Look at my drawing and see what you think. I'm thinking your idea might have a tendency to push soft gravel.
I'll have to play with that idea some. The rebar might get in the way when the blade folds forward. I like the idea of something to tie them together, but maybe a loose pinned connection would work so the skis could track straight in tandem when the blade was angled.
Another idea I had earlier was to use the 3" pipe, cap the ends, and put an axle through so it could roll like a anti-scalp roller on a lawn mower. I think it would still roll even with the blade angled.
But maybe I just need to weld an old disc blade to the bottom of each skid I have now. That would create huge dinner plate sized skids. If I had scrap laying around I would play more with these ideas.
Thanks for your help.
 
   / Time to hook-up the snow plow UGH!
  • Thread Starter
#34  
Let us know what you come up with in any case. Good Luck to you!
 
   / Time to hook-up the snow plow UGH! #35  
Good Afternoon Mike,
That plow arrangement came out very nice !

We have white out conditions here, your welcome to come try out your new setup up this way ! :rolleyes::)
 
   / Time to hook-up the snow plow UGH!
  • Thread Starter
#36  
Good Afternoon Mike,
That plow arrangement came out very nice !

We have white out conditions here, your welcome to come try out your new setup up this way ! :rolleyes::)
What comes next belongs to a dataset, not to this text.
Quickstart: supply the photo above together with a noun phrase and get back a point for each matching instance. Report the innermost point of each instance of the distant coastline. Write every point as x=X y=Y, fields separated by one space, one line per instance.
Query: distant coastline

Scott thanks for the compliment and the kind offer. However I think I'm just gonna sit here in Ohio and wait for the snow to come to me. :rolleyes:
 
   / Time to hook-up the snow plow UGH! #37  
Nice idea.. If you need to test it out I have the perfect testing grounds:p..

Nice to see you posting.

Now that somebody taught me how to weld I may have to try some more projects like yours
 
   / Time to hook-up the snow plow UGH!
  • Thread Starter
#38  
Glad to be back John. I sent you a PM

Merry Christmas to all!
 
   / Time to hook-up the snow plow UGH! #40  
Basically the ski idea is good, however having tried that myself I can say that it is not as easy to do as it sounds.

If we were to plow always 'squared off' OK, but when angling the blade the trick is to get the skid or ski to track foreward and not skid sideways.
That is why all plows basically use the dish or mushroom shaped skids.

Larger dishes would do the trick.

Around here what we do is 'back blade' eg pull the snow backwards to compact a base which when frozen now supports the skids.
Then again once you have a good base of compacted snow you don't need skid shoes.

Last week we got 5-6"s followed by a good thaw as well as rain!
Then a sudden cold snap.
What a mess!
Bases melted, deep ruts formed so you needed to quickly push that mush aside otherwise you had deep frozen ruts impossible to remouve.

The best drives were the ones whereby the folks were away as after the freeze you'd simply scrape away whatever came and had a great base.

Those used became skating rinks and sand/gravel needed to be added as even walking was impossible.

Joys of winter!

Our city roads contractor took out his grader equipped with carbide toothed grader blade to scrape down to the pavement and then plowed all that mush high and clear back as we still have another 200 inches to expect before winter's end and then comes "where do I push that stuff"?